Our host is Oscar-nominated actor Daniel Kaluuya, who, despite his accent, assures the audience that he is indeed black, saying: ‘I’m actually how scared the royal family was that the baby would look like.’ After explaining the difference between British racism and American racism (the first being ‘so bad that white people are gone’) and telling the technical problems his Golden Globes victory speech encountered, he tells an intimate story about how she first on stage was a play he wrote at the age of nine, based on Kenan Thompson’s Nickelodeon show, Kenan & Kel.

Will you take it? is a game show in which Kaluuya’s doctor host tries to convince his family to take the Covid-19 vaccine by offering $ 5,000. Despite the fact that everyone is high risk and needs money, they refuse. His aunt Shana refuses because Facebook told her that Christians cannot take the vaccine; his cousin Tasha blames America’s history of experimenting on black communities. Even the outraged host admits to his cousin, “OK, you’re not wrong.”
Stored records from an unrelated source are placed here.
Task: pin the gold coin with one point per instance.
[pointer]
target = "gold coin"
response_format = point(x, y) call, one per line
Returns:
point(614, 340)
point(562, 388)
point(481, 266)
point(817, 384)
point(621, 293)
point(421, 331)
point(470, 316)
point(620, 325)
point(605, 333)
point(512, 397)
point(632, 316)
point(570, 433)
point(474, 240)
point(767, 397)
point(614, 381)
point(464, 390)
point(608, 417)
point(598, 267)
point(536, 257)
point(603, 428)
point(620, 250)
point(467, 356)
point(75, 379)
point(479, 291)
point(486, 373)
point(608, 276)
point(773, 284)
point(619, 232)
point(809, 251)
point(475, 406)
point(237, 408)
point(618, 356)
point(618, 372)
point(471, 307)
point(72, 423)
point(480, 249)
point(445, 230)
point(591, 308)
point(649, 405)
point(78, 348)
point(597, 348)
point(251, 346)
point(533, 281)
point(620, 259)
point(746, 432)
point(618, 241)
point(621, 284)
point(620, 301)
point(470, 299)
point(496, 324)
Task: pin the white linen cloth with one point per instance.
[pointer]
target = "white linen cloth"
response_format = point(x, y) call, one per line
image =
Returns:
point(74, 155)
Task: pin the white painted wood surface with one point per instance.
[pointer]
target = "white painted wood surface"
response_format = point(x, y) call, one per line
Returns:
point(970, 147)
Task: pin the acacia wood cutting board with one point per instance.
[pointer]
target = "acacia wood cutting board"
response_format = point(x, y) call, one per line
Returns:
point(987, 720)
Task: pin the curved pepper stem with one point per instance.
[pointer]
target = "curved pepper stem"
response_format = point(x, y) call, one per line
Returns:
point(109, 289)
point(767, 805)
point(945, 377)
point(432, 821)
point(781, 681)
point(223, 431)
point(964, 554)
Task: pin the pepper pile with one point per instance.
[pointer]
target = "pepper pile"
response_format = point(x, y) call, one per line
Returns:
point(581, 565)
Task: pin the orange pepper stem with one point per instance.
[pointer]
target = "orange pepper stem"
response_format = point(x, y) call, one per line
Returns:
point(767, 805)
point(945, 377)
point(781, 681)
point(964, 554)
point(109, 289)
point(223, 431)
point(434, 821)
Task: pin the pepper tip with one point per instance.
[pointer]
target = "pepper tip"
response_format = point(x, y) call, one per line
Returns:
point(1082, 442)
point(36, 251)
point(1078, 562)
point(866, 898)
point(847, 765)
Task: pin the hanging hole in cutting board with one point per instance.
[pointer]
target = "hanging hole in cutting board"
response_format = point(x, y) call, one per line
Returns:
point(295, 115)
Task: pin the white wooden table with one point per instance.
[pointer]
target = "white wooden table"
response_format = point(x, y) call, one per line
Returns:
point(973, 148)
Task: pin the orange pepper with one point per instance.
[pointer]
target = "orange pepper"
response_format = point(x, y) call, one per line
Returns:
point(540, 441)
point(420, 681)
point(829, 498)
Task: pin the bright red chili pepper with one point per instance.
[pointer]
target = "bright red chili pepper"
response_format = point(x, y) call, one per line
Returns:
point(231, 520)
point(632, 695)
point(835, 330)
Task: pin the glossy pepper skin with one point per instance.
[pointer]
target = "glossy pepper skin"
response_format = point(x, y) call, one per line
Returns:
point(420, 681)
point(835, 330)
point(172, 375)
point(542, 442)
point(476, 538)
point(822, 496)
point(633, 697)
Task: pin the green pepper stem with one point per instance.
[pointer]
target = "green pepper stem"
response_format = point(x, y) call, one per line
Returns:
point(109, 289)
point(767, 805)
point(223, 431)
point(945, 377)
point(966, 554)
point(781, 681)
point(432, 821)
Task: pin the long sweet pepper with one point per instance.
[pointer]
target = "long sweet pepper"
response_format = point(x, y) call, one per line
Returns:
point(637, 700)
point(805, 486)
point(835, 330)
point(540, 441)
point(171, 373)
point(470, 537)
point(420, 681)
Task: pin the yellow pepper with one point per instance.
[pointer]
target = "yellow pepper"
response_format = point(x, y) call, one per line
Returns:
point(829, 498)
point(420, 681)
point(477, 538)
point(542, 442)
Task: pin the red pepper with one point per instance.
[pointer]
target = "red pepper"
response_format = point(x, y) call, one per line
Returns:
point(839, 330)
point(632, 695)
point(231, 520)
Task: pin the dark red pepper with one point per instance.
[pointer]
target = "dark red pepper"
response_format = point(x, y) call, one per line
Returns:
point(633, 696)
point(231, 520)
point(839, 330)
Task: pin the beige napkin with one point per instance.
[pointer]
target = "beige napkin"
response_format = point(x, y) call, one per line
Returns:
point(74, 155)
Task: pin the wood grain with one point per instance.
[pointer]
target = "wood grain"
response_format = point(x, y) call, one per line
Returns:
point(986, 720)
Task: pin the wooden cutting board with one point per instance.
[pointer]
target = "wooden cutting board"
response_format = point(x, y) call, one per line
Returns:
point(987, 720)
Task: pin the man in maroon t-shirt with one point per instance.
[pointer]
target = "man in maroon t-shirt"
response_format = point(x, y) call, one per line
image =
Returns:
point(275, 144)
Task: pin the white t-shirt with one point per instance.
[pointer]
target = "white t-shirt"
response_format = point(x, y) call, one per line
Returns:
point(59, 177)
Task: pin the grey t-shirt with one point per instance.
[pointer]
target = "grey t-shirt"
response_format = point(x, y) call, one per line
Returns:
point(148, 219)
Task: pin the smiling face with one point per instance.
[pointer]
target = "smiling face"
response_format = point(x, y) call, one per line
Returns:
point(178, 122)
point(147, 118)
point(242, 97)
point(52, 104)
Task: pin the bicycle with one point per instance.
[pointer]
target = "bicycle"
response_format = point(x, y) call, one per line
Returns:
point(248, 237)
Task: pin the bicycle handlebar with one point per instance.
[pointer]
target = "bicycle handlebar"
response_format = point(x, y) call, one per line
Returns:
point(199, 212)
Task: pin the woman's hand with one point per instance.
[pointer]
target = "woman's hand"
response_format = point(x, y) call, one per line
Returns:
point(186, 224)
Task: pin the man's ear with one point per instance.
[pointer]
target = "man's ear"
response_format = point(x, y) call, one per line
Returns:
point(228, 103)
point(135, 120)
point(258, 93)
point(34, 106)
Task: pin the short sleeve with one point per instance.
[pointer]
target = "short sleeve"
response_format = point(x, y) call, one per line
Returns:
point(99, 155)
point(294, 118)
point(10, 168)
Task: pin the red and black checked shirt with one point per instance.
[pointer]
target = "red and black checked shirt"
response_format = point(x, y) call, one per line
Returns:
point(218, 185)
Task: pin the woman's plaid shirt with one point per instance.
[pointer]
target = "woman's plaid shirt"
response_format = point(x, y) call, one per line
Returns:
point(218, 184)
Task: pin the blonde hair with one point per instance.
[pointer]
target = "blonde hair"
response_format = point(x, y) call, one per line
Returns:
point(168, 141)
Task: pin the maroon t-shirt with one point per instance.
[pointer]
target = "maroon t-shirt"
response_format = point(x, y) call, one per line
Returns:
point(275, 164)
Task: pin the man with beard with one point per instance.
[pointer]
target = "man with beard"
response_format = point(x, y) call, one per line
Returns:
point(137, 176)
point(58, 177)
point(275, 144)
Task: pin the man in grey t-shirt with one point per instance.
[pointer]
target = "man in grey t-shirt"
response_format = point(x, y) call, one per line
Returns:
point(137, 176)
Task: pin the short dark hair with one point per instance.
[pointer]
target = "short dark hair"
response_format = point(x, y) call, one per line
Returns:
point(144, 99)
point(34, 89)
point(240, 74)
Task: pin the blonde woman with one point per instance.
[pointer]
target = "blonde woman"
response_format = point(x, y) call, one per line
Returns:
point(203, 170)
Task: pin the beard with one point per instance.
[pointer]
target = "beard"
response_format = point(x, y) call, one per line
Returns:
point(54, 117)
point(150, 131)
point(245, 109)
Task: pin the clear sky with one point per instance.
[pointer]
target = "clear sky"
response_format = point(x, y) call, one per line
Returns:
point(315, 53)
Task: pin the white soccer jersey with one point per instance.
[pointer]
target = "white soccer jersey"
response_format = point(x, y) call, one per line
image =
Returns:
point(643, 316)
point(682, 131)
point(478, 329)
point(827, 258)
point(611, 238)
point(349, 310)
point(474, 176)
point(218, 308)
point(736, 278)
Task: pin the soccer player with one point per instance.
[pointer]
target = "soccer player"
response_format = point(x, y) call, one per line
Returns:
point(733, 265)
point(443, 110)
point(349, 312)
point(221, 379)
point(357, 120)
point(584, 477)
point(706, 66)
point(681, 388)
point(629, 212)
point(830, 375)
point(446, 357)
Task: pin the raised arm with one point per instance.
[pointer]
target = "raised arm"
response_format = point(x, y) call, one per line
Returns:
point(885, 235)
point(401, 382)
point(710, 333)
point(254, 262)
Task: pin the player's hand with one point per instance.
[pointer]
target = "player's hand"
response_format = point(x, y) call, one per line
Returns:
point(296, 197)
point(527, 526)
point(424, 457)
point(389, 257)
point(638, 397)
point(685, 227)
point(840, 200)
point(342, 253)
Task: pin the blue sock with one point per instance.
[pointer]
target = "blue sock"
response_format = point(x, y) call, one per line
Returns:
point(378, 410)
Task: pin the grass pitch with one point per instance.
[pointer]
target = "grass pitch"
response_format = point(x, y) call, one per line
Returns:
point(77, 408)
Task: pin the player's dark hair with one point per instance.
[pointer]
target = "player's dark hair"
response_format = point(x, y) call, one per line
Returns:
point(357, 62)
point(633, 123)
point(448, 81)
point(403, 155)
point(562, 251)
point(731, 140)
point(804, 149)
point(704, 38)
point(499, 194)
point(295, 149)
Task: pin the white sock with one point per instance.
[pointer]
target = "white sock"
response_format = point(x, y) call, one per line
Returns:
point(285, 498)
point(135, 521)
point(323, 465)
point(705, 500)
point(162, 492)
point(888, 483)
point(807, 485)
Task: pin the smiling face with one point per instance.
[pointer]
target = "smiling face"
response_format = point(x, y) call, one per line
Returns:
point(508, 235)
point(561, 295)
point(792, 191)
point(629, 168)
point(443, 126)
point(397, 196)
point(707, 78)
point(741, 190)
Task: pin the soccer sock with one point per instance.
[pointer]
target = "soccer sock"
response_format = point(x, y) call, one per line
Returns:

A popular YouTube duo go viral for their prank – including planting mouse bones in grain – only to give fame when their history is extinguished. In a series of increasingly ridiculous apology videos, they admit ‘that some of [their] previous videos can be considered problematic and / or crimes. “This is a solid broadcast of a trend, including the saga of the shrimp, but it can not match the real thing for absurdity or irony.

Next, McKinnon plays a suburban mother who, following her proposal of Rummikub for a game night after dinner, takes revenge through passive-aggressive noises and liquor Josh wine – “the official wine of Rummikub”. This is followed by another suburban sketch after dinner in which three couples are joined together by their sons from the colleagues. One couple, from Uganda, are horrified to hear that their son has changed his major from medicine to creative writing. When a white parent says that the world needs more poets, Kaluuya’s furious patriarch replies, “Yes, if there is one thing we have learned from the pandemic, it is that the world needs more poets!” There is a real specificity to the humor, which one has to assume due to Kaluuya’s experience.

St Vincent is the musical guest performing the glammy Pay Your Way in Pain. Weekend Update then begins with Jost putting on Gaetz, who he admits ‘looks like a cartoonist of mine’, making Davidson’s cast even worse. He points to the hypocrisy of right-wingers: ‘A sitting congressman is accused of trafficking in children, and the QAnon people are suddenly like,’ Eh, I need more evidence. ”

The first guests are Smetay Farms owners, Vaneta and Wylene Starkie (McKinnon and Aidy Bryant), who promise that their ‘grade A Easter meat’ comes from animals that deserve to be killed: a lamb that is a plantation attended a wedding, a hen that contributed to a toxic work environment, a veal that ‘pulled away by the subway’. They are followed by the narrow guy who just bought a boat (Alex Moffat) on hand to discuss post-pandemic appointments (“Goodbye Facetime – hello sit-on-my-face time!”), And a very mixed age couple, Heidi Gardner and Mikey Day.

After a pointless sketch about frat boys planning a Tahoe trip with their mothers, Kaluuya plays a dog owner who offends other owners with a silly impression of their mutations. This leads to a disagreement with Andrew Dismukes over the feelings of Ego Nwodim, only for her to strike out over both. There is a decent punchline, but it is dragged through an awkward setup. Using real dogs does not help.

St Vincent returns for The Melting of the Sun, before the final sketch finds another group of suburban friends gathering for wine. Things take a strange turn when the host’s half-brother (and ‘full Facebook friend’) and his soon-to-be ex-wife, Joleen (‘like the whore out of the song’) perform a free jazz. From the way Cecily Strong was dressed, it appears to be an extensive broadcast of a 2011 video showing Kim Cattrall showing off her skills. SNL with his finger on the wrist, as always.

Kaluuya was responsible for a few highlights, but most of the episode left much to be desired. The sheer laziness displayed – the refusal to take full advantage of the cast, too much confidence in a handful of tired lineups – currently underscores one of the biggest problems with SNL.